On August 26, 2025, President Donald Trump fired Federal Reserve Governor Lisa Cook. The decision shocked global markets and triggered a wave of volatility. Investors questioned the Fed’s independence, which undermined confidence in U.S. financial stability.

As a result, the U.S. dollar fell, long-term Treasury yields dropped, and gold prices surged. Traders rushed to safer assets to shield their portfolios from political risk.


Dollar Falls on Fed Uncertainty

The U.S. dollar index lost more than 0.8% against major currencies. Traders reacted quickly to Trump’s decision, which they viewed as interference in central banking.

Currency strategists said the move weakens trust in U.S. institutions. “This isn’t just about one Fed member,” said one analyst. “It’s about whether markets can still trust the Fed to act independently.”

Investors fear Trump may try to influence rate decisions. That fear pushed traders away from the dollar and into foreign currencies and gold.


Treasuries Rally as Investors Seek Safety

U.S. bond markets responded with a surge in demand for long-dated Treasuries. The 10-year yield dropped by 12 basis points, and the 30-year yield followed closely.

Traders bought government bonds to reduce exposure to riskier assets. Many now expect the Fed to pause rate hikes or even consider cuts. Some see a Fed under pressure to support political goals rather than economic data.

Analysts said the move creates deeper uncertainty for interest rate policy. “This is more than market noise,” one bond strategist noted. “This puts the Fed’s credibility on the line.”


Gold Rises as Investors Flee to Safety

Gold jumped 1.7% to hit $2,115 per ounce, its highest in two months. The rally reflects rising demand for safe-haven assets. Many investors no longer feel confident in the dollar’s stability.

With global uncertainty rising, gold has reclaimed its role as a financial safe zone. The metal tends to gain when investors distrust government or central bank leadership.

One analyst noted that gold “always performs well when monetary policy is in question.” Traders are now hedging against deeper market shocks.


What This Means for Investors

This political development comes at a sensitive time. The Fed faces tough choices on inflation, interest rates, and economic growth.

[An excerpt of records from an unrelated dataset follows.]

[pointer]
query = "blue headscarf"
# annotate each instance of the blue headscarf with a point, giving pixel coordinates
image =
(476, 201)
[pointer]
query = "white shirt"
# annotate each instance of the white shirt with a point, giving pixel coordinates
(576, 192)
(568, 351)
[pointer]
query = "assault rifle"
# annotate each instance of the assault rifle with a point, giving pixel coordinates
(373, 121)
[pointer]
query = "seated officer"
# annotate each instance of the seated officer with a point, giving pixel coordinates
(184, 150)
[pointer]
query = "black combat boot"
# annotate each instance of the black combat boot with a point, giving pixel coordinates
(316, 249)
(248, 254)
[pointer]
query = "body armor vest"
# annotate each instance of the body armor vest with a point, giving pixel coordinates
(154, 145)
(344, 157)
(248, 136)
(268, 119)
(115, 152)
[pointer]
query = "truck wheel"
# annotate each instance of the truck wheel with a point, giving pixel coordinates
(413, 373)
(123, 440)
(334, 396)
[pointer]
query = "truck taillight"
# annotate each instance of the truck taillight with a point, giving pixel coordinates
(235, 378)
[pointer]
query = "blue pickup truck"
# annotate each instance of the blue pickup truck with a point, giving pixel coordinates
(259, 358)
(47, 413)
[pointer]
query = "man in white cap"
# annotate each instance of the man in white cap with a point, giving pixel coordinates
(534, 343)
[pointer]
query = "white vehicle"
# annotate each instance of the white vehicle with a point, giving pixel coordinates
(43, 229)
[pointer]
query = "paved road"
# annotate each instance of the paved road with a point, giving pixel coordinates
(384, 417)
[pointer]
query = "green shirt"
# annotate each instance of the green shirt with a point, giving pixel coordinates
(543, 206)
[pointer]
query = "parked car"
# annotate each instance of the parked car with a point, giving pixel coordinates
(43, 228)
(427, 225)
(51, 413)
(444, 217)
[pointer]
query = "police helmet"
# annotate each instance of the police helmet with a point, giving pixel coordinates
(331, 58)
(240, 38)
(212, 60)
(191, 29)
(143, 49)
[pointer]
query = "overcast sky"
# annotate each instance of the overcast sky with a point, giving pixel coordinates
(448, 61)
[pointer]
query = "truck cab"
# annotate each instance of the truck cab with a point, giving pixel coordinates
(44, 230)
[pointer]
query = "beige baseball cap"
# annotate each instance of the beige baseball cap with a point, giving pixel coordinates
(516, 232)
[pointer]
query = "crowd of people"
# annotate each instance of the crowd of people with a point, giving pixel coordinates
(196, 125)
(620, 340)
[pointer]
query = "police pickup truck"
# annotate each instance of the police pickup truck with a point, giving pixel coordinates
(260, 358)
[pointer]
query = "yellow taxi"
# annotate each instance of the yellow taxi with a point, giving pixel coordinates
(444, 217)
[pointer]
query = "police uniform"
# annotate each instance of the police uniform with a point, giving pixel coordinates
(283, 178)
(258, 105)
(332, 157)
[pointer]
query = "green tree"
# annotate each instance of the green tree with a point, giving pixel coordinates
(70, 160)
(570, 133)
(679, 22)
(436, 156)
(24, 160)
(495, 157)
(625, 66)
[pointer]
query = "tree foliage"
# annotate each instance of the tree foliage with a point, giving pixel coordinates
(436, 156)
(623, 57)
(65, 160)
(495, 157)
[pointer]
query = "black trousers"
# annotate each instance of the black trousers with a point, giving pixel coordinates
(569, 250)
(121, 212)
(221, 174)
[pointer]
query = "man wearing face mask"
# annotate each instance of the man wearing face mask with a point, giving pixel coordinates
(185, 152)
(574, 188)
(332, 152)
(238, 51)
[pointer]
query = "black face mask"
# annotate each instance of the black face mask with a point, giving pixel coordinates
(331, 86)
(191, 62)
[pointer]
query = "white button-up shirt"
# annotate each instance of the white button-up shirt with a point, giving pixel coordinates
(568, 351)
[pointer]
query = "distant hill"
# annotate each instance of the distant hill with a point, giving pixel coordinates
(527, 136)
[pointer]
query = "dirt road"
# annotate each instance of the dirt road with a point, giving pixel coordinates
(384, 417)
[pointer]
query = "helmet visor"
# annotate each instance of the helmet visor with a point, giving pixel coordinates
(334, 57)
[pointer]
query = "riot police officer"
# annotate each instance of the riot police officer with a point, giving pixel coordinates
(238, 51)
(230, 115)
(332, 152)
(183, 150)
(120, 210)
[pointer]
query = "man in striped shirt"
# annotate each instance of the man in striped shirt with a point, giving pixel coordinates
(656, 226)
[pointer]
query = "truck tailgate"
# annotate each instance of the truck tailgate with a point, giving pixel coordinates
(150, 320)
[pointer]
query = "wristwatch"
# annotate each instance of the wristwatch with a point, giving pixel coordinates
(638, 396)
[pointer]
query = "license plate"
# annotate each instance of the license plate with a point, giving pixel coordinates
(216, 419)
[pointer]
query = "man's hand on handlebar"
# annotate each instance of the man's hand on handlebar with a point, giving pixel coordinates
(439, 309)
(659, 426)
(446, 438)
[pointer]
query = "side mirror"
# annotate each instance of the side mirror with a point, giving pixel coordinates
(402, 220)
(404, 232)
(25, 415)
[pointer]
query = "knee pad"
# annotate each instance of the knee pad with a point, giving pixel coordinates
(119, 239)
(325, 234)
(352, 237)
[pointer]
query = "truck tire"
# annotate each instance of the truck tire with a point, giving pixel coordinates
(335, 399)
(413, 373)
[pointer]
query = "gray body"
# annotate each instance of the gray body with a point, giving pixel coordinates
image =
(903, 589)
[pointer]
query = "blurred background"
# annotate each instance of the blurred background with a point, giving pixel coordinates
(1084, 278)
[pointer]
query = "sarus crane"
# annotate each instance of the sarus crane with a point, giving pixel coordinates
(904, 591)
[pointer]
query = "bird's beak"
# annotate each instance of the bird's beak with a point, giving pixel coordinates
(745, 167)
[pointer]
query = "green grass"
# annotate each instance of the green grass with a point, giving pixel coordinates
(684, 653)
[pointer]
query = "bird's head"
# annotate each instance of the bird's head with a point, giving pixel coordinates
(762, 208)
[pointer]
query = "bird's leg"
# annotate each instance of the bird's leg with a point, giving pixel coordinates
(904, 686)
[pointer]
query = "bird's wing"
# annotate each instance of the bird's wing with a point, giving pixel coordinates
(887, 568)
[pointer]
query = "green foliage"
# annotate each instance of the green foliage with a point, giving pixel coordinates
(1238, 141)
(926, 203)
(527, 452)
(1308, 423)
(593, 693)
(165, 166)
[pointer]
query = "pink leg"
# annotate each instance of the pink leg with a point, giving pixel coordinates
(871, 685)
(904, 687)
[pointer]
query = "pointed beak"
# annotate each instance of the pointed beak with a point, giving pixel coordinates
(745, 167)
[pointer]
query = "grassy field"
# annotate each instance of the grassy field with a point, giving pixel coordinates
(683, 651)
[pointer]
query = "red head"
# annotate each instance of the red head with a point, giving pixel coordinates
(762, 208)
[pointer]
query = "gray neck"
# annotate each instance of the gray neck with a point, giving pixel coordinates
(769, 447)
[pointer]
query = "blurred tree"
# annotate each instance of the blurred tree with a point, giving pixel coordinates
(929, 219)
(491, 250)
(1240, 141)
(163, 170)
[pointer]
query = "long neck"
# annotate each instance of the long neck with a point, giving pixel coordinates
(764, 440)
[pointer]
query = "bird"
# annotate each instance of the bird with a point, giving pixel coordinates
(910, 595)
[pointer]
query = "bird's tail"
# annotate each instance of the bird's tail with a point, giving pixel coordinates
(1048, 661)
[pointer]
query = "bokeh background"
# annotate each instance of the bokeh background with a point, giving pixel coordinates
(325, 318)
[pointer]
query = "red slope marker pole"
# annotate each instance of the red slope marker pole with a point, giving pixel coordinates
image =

Losing a key voice like Lisa Cook raises concerns over how balanced future decisions will be.

Here’s how markets may shift:

  • More volatility across equities, currencies, and commodities

  • Higher demand for defensive assets like gold and Treasuries

  • Greater risk premiums on U.S. assets due to policy interference

  • Closer scrutiny of any new Fed appointments

Traders now await the Fed’s response. Markets also look to Congress for potential checks on the White House’s influence over monetary policy.


Conclusion

President Trump’s firing of Governor Lisa Cook on August 26, 2025, sent shockwaves through global markets. It damaged faith in central bank independence and sparked demand for safe havens.

The dollar weakened, bond yields dropped, and gold rose sharply. Investors must now navigate a financial landscape clouded by political risk. Whether this marks a temporary disruption or a longer-term shift will depend on how the Federal Reserve and other institutions respond in the coming weeks.